Proofs of The Fundamental Theorem of Symmetric Polynomials
As you observe regarding "Proof 3", the lexicographic order proof (which goes back to Gauss and may be the earliest clean, clear proof of this theorem), there is no need to reduce to the homogeneous case to prove the theorem. The lex-order algorithm operates happily on any symmetric polynomial, homogeneous or not. There are many other proofs that also avoid this reduction. In fact, as you correctly sense, both your other linked proofs ("Proof 1" at PlanetMath, which is really the same lex-order proof, and "Proof 2" at Wikipedia, which I first encountered in the algebra textbooks by Serge Lang and Michael Artin) can be easily rewritten without this assumption. The theorem can also be proven non-constructively from Galois theory (as is done e.g. in the textbook by Hungerford), and in such a proof it would be kind of ridiculous to bother with the assumption of homogeneity.

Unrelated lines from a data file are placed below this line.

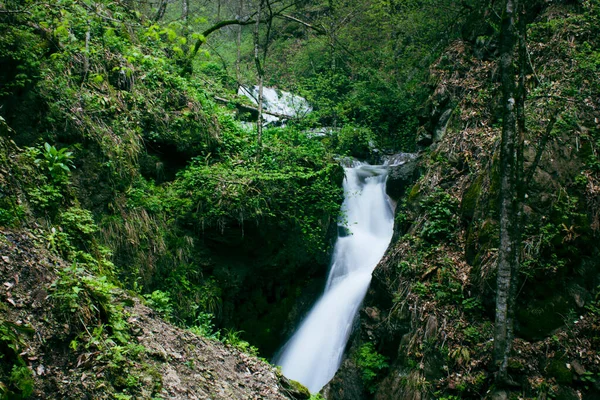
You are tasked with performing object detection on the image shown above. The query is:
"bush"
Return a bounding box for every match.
[355,342,389,393]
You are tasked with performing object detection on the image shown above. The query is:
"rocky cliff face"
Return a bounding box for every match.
[326,2,600,399]
[0,230,309,400]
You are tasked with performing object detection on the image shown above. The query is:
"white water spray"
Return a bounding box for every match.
[275,164,394,393]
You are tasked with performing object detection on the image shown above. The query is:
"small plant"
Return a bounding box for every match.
[35,142,75,183]
[355,342,389,394]
[421,190,458,243]
[189,312,220,340]
[0,321,33,400]
[144,290,173,320]
[221,329,258,356]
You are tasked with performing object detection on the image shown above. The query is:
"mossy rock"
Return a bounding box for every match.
[278,374,310,400]
[406,182,423,209]
[546,357,573,385]
[460,175,484,221]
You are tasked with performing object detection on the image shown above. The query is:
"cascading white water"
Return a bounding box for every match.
[275,164,394,393]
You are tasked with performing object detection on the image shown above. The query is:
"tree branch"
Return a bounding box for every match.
[277,14,325,35]
[523,113,558,190]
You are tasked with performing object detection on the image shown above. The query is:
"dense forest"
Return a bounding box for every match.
[0,0,600,400]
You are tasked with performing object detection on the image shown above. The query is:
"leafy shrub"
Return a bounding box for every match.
[0,320,33,400]
[144,290,173,320]
[354,342,389,393]
[35,142,75,184]
[421,189,458,243]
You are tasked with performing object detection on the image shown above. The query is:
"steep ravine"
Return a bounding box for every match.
[0,229,308,400]
[324,2,600,400]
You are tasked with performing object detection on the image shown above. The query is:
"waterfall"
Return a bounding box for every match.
[274,164,394,393]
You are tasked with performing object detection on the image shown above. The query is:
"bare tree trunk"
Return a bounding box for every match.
[254,0,264,158]
[235,0,244,84]
[154,0,168,22]
[494,0,522,390]
[181,0,190,21]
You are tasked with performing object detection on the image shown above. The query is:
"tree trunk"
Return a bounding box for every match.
[235,0,244,84]
[154,0,168,22]
[494,0,522,389]
[254,0,264,159]
[181,0,190,21]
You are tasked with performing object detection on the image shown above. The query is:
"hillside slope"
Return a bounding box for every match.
[0,230,308,400]
[326,1,600,400]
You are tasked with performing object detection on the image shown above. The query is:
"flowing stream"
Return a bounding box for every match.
[275,164,394,393]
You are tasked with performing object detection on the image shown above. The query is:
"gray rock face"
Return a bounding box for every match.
[321,359,366,400]
[386,155,419,201]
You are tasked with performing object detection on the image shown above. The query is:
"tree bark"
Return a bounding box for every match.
[235,0,244,84]
[494,0,521,388]
[154,0,168,22]
[254,0,264,159]
[181,0,190,21]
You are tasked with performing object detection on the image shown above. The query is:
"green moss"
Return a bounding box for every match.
[406,182,422,208]
[460,175,484,220]
[546,357,573,385]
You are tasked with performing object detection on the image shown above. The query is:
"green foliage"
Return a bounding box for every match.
[332,125,375,159]
[35,142,75,184]
[0,320,33,400]
[221,329,258,356]
[354,342,389,393]
[421,189,458,244]
[144,290,173,320]
[188,312,221,340]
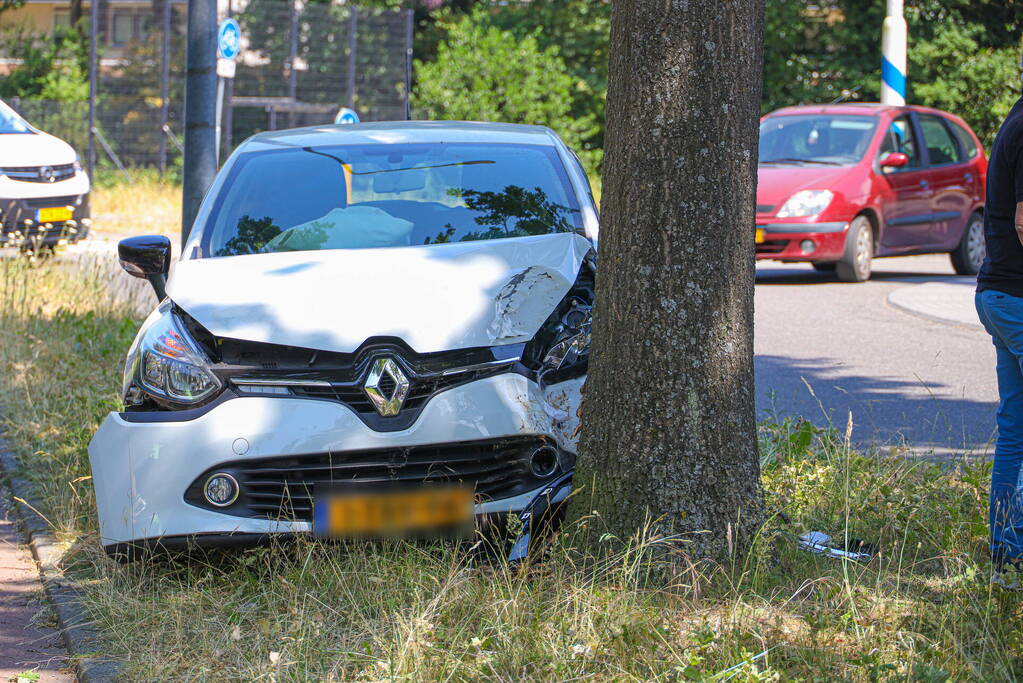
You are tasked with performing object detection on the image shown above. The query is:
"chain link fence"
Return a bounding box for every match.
[8,0,412,172]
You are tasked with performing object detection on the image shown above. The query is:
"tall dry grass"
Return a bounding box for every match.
[90,172,181,235]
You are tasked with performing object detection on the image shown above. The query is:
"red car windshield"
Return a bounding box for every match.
[760,113,878,166]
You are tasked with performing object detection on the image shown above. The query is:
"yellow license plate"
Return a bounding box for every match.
[313,487,473,537]
[36,207,75,223]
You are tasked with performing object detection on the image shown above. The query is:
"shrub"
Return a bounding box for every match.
[413,10,593,171]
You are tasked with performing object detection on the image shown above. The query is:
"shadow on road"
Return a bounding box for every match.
[754,356,995,452]
[756,257,964,286]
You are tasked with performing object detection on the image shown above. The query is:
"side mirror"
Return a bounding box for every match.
[880,151,909,169]
[118,235,171,301]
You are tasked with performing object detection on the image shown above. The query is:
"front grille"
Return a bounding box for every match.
[757,239,789,254]
[185,437,550,521]
[0,164,75,183]
[21,194,80,209]
[290,367,508,417]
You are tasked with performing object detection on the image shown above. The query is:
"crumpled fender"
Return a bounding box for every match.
[168,233,593,353]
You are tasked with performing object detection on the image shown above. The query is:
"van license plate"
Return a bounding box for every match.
[36,207,75,223]
[313,486,473,537]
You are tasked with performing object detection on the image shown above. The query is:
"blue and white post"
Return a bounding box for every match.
[881,0,908,106]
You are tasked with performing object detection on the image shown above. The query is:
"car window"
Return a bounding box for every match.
[0,102,32,135]
[920,113,963,166]
[945,119,978,158]
[878,117,921,173]
[760,115,878,166]
[202,143,583,257]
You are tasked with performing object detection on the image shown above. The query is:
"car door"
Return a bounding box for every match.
[878,113,932,252]
[918,113,974,251]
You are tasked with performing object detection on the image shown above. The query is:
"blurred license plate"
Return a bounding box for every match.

However, when one wants in practice to represent a symmetric polynomial in terms of the elementary ones, one does in fact always end up working separately on each homogeneous component, for the simple reason that the elementary symmetric polynomials are themselves homogeneous. So while the reduction to the homogeneous case can be eliminated to make the exposition of the proof more economical, it cannot be eliminated from the actual calculation of a representation (of a symmetric polynomial in terms of the elementary ones).
Thus, to the constructively-minded, there is no real loss of efficiency in a proof that reduces to the homogeneous case first. If the proof is at all constructive (as are all the proofs you link), rigging it to avoid this step could be seen as a kind of deception, since when you unpack the calculations behind the proof, you must work separately on each homogeneous component. I'm guessing that's why those proofs are written that way.
The lex order proof starts with a symmetric polynomial $f_0$. It then subtracts off something to make a new symmetric polynomial $f_1$ whose leading term is less than that of $f_0$. Then we make another symmetric polynomial $f_2$ whose leading term is less than $f_1$, and so on. You need to know that this process stops. In other words, you need to show that lex order has no infinite descending chains.
This isn't so hard to prove for lex order. But it is immediate if you restrict to the homogenous case first, since there are only finitely many monomials of a given degree.